Soufiane : Il me court après pour se venger
Chercheur : et il te donne un coup ?
Soufiane : Oui, c’est pas méchant c’est pour rigoler, comme ça on est quitte. Après on retourne au boulot sinon le prof, il va nous voir ! »

Pour les élèves, le cours d’Éducation physique leur donne de nombreuses opportunités pour vivre des actions qui sont proches de leur activité quotidienne en récréation ou en dehors de l’école. Ces contacts verbaux et physiques violents sont une forme de communication habituelle entre pairs, qui renforce leurs liens sociaux et leur culture de groupe. Les deux extraits d’entretien suivants illustrent cette idée.

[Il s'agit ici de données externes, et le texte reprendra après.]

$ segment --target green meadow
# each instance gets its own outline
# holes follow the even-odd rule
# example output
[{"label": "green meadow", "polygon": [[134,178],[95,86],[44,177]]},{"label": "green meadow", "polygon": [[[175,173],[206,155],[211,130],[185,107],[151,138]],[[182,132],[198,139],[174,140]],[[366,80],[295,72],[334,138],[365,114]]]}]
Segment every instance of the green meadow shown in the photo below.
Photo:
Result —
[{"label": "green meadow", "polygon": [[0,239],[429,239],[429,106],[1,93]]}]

Mohamed : « En sport, on peut s’amuser un peu, on peut bouger.
Chercheur : Ça, vous ne le faite pas en Français, ou dans la cour de récréation ?
Mohamed : En cours, on est bloqué dernière les bureaux, alors on peut pas jouer pareil. Sinon, on s’amuse tout le temps comme ça avec les copains. »

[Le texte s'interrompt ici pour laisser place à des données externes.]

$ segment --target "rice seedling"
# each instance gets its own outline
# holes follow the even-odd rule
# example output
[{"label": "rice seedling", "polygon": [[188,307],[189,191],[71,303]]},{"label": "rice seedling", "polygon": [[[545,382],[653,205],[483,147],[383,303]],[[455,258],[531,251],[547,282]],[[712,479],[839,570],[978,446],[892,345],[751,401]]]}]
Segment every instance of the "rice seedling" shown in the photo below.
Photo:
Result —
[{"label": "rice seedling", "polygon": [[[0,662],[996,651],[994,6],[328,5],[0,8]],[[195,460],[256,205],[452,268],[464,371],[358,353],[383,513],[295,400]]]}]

La manifestation de ces comportements violents mineurs, dans leur forme et leur durée d’expression, ne sont compréhensibles qu’en relation avec l’intervention de l’enseignant.
COMPORTEMENTS DE L’ENSEIGNANT : GESTION DES INTERACTIONS ENTRE ELEVES A CONNOTATION AGRESSIVE
Malgré des interactions agressives récurrentes entre les élèves, l’enseignant parvient à installer une relation éducative pérenne au sein de la classe : les élèves s’engagent durablement dans l’activité d’apprentissage, à chaque atelier et tout au long de la leçon. Nous exposerons d’abord les comportements de l’enseignant pour contenir la violence dans la classe, puis nous présenterons son point de vue subjectif.
Le profil des comportements en classe de l’enseignant
L’outil ALT nous a permis de répertorier en détail son positionnement dans l’espace, la nature des ses interventions verbales et leur adressage. Sa position spatiale varie en fonction de l’interprétation qu’il fait de la situation de classe. Lorsqu’il considère l’ambiance de classe tournée vers le travail, il reste longtemps au cœur de chaque atelier proche des élèves en difficulté. À l’inverse lorsqu’il perçoit de l’agitation chez les élèves, avec une baisse du travail et une augmentation des incivilités, il alterne entre deux positionnements : a) il prend du recul au milieu du gymnase pour pouvoir surveiller tous les ateliers simultanément ; ou b) il circule rapidement entre les groupes afin de manifester sa présence et relancer les élèves dans le travail, tout en gardant toujours un œil sur le groupe qu’il considère comme le plus dangereux.
L’enseignant intervient verbalement très peu pour réprimander les comportements perturbateurs des élèves. 80% de ses communications verbales portent sur les objets d’apprentissage : il donne des conseils aux élèves pour progresser, il les invite régulièrement à retourner à la lecture de la fiche, il réexplique ce qui est attendu, il félicite les élèves dès qu’ils réussissent le travail demandé. Ses conseils prennent souvent la forme d’encouragements : « c’est bien, mais il faut réussir à se relever sans les mains », « vas-y essayes, tu ne risques rien, je suis sûr que tu peux y arriver », etc.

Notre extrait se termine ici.